Each club is looking for something different. Wigan, who has averaged less than a goal per game over the last four seasons, must find another potent goalscorer to partner Hugo Rodallega. For Blackpool, who had no problem scoring goals, the search is on for options to shore up the team’s leaky defence.

But the biggest spotlight in the coming months will be on two London clubs whose varying transfer prospects are making major headlines before the window is even officially open. West Ham, top-flight stalwarts who have missed just three seasons of the Premier League era, find themselves back in the second tier after six years in the Premier League. Queen’s Park Rangers, on the other hand, are returning to the Promised Land for the first time since 1996. One is making hay in the transfer market while the other drifts into ownership disputes and managerial rumour mills – but they’re not in the order you’d expect.

The recently-relegated Hammers, currently chaired by David Gold, David Sullivan and Karen Brady – seemingly one of the most reviled triumvirates in English football – wasted no time following the club’s demise. The ill-starred Avram Grant was shown the door before the season was even over, and the appointment of Sam Allardyce gives West Ham a manager with much national gravitas and global footballing connections and influence (if his previous transfer policies at Bolton, Newcastle and Blackburn were anything to go by).

Although a change of ownership did for Allardyce at Ewood Park, there is no doubt he will relish the task of restoring honour to Upton Park and his early moves must bring much hope to the weary hearts of West Ham fans. The signings of Abdoulaye Faye and Kevin Nolan on free transfers – both established Premier League players who chose to drop down a division to reunite with Allardyce – serve as proof of the man’s ability to attract star calibre to E13.

Across the capital, darker times are looming for Neil Warnock, who above all else is having to contend with continuous rumours over his safety in the Loftus Road hot seat. Since the arrival of the new ownership group of Formula 1 glitterati Flavio Briatore, Bernie Ecclestone and Lakshmi Mittal, QPR have burned through no less than 11 managers (including numerous caretakers) in just four years – and Warnock has been in charge since March 2010.

The man who worked miracles to get the ‘R’s promoted is publicly confident that he will still be around come August and the start of the season.

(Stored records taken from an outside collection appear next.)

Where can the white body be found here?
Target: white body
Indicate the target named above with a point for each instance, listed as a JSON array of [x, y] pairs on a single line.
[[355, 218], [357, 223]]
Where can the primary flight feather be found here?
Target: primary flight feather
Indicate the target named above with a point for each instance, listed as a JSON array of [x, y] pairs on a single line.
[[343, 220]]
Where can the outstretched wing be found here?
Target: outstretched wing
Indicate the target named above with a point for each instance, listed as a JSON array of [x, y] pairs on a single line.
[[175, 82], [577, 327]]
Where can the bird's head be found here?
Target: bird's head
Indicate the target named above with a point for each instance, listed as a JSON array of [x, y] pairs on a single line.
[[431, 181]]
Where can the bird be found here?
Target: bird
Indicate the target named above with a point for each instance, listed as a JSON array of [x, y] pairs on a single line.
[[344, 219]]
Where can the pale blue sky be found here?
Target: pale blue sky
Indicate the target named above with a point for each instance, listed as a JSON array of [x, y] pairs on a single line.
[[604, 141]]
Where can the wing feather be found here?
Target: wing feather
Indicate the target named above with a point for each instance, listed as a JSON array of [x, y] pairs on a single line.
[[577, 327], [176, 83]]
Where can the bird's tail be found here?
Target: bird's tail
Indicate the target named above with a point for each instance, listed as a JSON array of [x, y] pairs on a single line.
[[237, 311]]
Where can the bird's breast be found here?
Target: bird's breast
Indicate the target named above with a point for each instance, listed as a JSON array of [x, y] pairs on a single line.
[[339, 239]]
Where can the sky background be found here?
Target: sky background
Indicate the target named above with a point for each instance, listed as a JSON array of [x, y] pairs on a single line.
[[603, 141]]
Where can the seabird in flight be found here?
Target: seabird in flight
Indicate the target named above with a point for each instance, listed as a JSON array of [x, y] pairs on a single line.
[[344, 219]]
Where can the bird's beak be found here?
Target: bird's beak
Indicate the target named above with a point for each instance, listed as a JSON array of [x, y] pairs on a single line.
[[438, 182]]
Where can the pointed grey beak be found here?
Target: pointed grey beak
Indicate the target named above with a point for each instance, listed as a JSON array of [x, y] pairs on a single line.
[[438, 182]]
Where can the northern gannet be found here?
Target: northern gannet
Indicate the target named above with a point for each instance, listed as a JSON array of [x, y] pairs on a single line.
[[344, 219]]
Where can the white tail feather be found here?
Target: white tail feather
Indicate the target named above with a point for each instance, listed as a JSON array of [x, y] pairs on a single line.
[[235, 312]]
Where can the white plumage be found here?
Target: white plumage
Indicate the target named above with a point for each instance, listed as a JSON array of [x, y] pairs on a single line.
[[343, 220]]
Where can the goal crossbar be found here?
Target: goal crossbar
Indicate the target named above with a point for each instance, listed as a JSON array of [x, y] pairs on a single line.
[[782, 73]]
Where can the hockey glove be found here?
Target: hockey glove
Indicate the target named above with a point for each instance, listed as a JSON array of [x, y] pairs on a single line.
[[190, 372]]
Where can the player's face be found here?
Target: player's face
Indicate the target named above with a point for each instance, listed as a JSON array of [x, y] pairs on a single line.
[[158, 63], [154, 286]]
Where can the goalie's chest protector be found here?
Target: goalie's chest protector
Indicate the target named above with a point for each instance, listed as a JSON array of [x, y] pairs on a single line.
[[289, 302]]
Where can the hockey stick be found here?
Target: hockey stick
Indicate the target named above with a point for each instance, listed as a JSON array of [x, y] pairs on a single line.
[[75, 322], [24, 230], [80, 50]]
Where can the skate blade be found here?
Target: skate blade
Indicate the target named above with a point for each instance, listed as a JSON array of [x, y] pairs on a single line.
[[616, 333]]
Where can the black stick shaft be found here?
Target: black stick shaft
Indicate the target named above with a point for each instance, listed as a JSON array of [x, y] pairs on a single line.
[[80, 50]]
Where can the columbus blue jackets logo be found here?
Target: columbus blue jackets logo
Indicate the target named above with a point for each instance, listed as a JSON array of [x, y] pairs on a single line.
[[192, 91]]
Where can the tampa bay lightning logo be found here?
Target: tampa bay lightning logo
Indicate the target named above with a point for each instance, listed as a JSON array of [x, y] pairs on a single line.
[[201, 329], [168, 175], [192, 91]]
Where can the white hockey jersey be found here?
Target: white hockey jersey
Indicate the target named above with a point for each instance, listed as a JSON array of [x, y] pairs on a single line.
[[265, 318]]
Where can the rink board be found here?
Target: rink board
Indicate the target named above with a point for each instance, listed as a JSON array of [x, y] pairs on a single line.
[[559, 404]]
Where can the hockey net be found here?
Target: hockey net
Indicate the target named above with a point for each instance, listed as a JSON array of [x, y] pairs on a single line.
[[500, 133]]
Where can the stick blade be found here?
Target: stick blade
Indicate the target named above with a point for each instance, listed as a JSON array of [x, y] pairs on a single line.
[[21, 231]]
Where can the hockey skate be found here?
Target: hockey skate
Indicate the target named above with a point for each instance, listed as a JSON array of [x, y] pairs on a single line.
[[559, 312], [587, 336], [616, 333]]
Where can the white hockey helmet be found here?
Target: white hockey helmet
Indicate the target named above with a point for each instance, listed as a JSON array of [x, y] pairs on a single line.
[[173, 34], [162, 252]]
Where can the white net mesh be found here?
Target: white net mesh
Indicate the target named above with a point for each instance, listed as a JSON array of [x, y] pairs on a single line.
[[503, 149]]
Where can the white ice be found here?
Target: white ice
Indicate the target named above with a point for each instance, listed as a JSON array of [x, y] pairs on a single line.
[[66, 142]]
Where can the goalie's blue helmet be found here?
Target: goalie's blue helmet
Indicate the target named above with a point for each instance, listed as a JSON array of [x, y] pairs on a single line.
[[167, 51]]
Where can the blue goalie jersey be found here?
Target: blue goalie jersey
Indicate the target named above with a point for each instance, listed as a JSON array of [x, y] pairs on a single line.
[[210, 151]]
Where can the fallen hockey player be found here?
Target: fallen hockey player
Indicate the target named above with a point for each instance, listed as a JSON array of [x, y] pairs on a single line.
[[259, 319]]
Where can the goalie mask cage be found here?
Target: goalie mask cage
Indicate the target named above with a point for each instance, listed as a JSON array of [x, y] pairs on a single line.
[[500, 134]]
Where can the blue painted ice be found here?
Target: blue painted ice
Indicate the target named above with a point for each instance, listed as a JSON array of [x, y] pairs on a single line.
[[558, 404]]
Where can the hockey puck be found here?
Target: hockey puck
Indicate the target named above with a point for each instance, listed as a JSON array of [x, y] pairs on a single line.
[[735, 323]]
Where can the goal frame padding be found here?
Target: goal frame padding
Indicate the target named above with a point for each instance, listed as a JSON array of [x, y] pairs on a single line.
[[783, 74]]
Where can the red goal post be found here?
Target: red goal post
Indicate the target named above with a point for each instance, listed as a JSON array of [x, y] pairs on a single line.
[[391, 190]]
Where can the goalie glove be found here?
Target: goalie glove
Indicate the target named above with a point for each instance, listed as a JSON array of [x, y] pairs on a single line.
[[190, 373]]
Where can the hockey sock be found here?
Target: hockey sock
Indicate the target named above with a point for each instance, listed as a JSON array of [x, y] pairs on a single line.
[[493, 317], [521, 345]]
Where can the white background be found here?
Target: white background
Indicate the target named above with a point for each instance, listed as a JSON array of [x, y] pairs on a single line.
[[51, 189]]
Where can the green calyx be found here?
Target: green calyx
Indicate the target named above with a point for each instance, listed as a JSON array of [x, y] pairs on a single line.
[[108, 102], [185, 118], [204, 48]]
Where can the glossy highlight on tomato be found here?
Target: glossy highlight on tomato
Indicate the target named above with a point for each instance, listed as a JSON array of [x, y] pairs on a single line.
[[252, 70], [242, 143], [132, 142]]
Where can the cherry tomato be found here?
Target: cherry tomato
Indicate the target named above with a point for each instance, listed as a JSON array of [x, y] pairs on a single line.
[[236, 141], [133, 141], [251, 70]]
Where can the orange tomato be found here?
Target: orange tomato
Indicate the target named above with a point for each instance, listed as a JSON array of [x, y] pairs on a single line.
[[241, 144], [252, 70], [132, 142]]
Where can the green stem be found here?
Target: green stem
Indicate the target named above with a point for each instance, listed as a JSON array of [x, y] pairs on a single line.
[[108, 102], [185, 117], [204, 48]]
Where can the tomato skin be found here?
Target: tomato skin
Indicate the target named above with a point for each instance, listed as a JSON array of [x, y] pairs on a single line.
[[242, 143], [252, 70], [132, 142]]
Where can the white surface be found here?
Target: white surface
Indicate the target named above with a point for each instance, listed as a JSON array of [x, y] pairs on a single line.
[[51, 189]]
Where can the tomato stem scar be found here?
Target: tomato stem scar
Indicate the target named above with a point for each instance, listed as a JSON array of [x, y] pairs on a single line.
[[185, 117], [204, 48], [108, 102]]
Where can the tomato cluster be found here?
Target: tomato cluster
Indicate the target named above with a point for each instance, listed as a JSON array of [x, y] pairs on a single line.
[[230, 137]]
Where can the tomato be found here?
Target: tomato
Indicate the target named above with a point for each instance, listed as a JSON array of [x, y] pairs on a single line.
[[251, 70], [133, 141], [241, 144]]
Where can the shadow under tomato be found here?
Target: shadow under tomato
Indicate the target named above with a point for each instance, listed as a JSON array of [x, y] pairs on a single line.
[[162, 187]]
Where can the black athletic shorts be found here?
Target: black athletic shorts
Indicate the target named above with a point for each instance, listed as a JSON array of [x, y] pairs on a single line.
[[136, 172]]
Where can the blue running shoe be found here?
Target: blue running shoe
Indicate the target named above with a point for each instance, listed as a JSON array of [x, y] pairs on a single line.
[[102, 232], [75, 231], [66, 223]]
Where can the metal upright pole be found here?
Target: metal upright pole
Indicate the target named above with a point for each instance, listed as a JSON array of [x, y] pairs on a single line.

Worryingly for QPR fans, however, Warnock’s starting XI from the last day of last season are equally confident of their places right now – because, largely due to confusion over who is actually responsible for buying players, QPR have no deals in place to sign new players and face the prospect of losing Wayne Routledge, who was on loan at Loftus Road for the second half of last season and was instrumental in the surge for promotion.

While their fellow Premier League newcomers Swansea and Norwich City snap up former top-flight fringe players, QPR are vacillating in a world where to stand still means a step backwards. Briatore is throwing his weight into the club’s day-to-day affairs once more, an unwelcome reality borne out by fanciful rumours connecting Serie A veterans Amauri and Nicola Legrottaglie with moves to West London. Cash flow is no problem for QPR, but misguided investments now could be fatal.

These are not the signings Warnock needs – and he knows it. This is the man who signed Paddy Kenny, Clint Hill and Shaun Derry last summer, bringing in only players he knew he could count on for gritty performances, consistency and dependability. Ironically, Nolan might have been the perfect man to continue that policy – but Allardyce got to him first.

With all the differences in their off-season plans and achievements to date, then, these London rivals retain one similarity: at current pace, they’ll both start the 2011/12 season as hot favourites to swap divisions again.